Tuning the ARIMA Model

Week 9 | Lesson 4.1

LEARNING OBJECTIVES

After this lesson, you will be able to:

Incorporate Seasonal factors in the ARIMA model
Add Seasonal factors to your ARIMA model to tune the predictions
Demonstrate the use of differencing in analysing Time Series data

STUDENT PRE-WORK

Before this lesson, you should already be able to:

Train the ARIMA model
Compute differences in Time Series data
Analyse the output of ACF and PACF graphs to determine necessary transformations

INSTRUCTOR PREP

Before this lesson, instructors will need to:

Read in / Review any dataset(s) & starter/solution code
Generate a brief slide deck
Prepare any specific materials
Provide students with additional resources
Read following note, decide student approach, prepare environment

STARTER CODE

Code Along

IMPORTANT NOTE! At the time of writing, SARIMAX is not included in the stable release of statsmodels. Students will need to install the development version of statsmodels (>= 0.7) in a conda env by entering the following commands in their terminal. Please do this at the beginning of class if you would like them to code along with you, or before they begin lab 4.2 if they will just be watching your live-coding.

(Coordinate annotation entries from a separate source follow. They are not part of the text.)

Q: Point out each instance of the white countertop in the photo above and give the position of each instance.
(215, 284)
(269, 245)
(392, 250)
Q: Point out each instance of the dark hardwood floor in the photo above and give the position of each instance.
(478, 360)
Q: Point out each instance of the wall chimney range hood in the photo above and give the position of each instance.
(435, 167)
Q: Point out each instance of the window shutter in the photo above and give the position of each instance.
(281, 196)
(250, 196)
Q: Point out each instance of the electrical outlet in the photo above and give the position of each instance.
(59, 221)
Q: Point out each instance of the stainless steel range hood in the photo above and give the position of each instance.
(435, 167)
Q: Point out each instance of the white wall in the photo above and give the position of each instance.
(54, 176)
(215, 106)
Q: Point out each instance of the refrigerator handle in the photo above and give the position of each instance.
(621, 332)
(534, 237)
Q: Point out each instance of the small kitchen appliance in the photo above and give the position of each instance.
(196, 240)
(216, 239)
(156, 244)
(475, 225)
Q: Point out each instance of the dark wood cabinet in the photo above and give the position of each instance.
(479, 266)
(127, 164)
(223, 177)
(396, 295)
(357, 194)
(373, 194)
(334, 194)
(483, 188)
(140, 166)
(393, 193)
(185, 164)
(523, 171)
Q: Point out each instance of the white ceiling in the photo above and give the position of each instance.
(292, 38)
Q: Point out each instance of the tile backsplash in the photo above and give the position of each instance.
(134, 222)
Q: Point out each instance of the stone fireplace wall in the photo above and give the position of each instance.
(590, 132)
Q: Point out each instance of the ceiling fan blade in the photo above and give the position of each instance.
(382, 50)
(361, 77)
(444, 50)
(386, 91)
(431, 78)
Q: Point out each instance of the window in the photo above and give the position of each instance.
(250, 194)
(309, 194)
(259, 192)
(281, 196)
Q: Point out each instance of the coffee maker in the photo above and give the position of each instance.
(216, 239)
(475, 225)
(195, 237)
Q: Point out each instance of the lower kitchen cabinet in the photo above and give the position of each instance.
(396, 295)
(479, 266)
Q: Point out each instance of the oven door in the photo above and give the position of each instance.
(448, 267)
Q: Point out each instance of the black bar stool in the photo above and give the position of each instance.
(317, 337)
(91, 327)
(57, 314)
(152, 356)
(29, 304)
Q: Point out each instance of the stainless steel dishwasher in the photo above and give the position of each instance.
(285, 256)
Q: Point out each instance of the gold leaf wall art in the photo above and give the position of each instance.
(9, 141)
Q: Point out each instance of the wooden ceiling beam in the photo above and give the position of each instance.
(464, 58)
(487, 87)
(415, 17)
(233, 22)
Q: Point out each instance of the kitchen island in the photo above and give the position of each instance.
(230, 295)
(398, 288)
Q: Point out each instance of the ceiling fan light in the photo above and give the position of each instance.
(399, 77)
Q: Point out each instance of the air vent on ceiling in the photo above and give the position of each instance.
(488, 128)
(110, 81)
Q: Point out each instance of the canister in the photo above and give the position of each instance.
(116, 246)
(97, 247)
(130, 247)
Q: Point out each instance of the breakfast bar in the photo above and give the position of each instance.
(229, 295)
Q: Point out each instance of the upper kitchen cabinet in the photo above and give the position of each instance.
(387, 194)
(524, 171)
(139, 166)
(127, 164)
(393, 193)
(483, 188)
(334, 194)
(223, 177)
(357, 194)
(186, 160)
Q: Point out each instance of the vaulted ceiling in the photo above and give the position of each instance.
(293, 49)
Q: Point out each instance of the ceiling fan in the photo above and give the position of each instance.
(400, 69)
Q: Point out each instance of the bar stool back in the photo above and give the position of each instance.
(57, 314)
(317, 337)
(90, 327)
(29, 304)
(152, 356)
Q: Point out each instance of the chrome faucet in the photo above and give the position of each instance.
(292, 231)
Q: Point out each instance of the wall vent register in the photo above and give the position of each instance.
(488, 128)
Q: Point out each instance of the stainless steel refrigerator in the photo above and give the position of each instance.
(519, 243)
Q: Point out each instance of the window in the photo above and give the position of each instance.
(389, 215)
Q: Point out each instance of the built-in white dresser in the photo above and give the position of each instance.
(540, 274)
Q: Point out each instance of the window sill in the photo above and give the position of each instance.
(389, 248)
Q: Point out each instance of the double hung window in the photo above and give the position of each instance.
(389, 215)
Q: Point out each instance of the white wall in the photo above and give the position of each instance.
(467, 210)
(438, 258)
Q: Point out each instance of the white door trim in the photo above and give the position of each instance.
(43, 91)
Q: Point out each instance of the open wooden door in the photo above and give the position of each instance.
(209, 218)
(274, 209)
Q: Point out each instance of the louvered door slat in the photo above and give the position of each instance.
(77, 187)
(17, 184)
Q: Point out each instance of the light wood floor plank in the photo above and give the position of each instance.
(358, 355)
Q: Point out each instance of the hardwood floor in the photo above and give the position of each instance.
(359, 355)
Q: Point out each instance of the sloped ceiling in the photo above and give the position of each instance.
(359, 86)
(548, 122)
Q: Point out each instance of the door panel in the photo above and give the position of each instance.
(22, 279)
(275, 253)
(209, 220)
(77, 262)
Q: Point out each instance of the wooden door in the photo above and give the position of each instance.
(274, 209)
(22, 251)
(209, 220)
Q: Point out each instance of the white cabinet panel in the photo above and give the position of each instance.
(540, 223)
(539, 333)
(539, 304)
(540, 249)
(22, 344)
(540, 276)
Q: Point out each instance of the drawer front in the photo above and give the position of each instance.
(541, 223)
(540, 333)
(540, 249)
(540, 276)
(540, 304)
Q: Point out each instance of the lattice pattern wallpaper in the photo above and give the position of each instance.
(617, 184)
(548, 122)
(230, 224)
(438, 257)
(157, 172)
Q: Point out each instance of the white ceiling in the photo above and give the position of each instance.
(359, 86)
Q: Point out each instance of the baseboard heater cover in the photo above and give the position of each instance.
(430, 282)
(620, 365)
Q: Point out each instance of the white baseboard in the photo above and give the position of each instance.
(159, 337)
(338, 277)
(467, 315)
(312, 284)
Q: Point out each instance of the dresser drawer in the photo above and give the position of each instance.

conda create -n statsmodeldevenv python=2.7 pandas numpy scipy ipython jupyter patsy cython matplotlib
source activate statsmodeldevenv
git clone git://github.com/statsmodels/statsmodels.git
cd statsmodels/
python setup.py install

LESSON GUIDE

TIMING	TYPE	TOPIC
10 min	Opening	Opening
15 min	Introduction	Seasonal ARIMA
10 min	Discussion	ACF/PACF Usage
15 min	Codealong	European Retail Trade Data EDA
15 min	Codealong	European Retail Trade Data Modeling
10 min	Introduction	The Ljung-Box Test
25 min	Demo	Tuning SARIMA
10 min	Codealong	Predictions
10 min	Conclusion	Topic description

Opening (10 mins)

Thus far we have investigated the Non-Seasonal ARIMA model. If you recall, at the end of our last lesson, we were stuck with a sub-optimal model. Can you recall exactly why we were unable to tune our parameters further?

Answer: The issue came down to seasonality, but more specifically:

Increasing p would increase the dependency on previous values further (longer lag), but this isn't necessary past a given point.

Increasing q would increase the dependency of an unexpected jump at a handful of points, but we did not observe that in our autocorrelation plot.

Increasing d would increase differencing, but with d=1 we saw a move towards stationarity already (except at a few problematic regions). Increasing to 2 may be useful if we are saw an exponential trend, but that we did not here.

Now we will introduce the Seasonal ARIMA model to address the Seasonal elements of Time Series Data.

Before we begin, be sure to use the commands detailed above to install the dev package for statsmodels.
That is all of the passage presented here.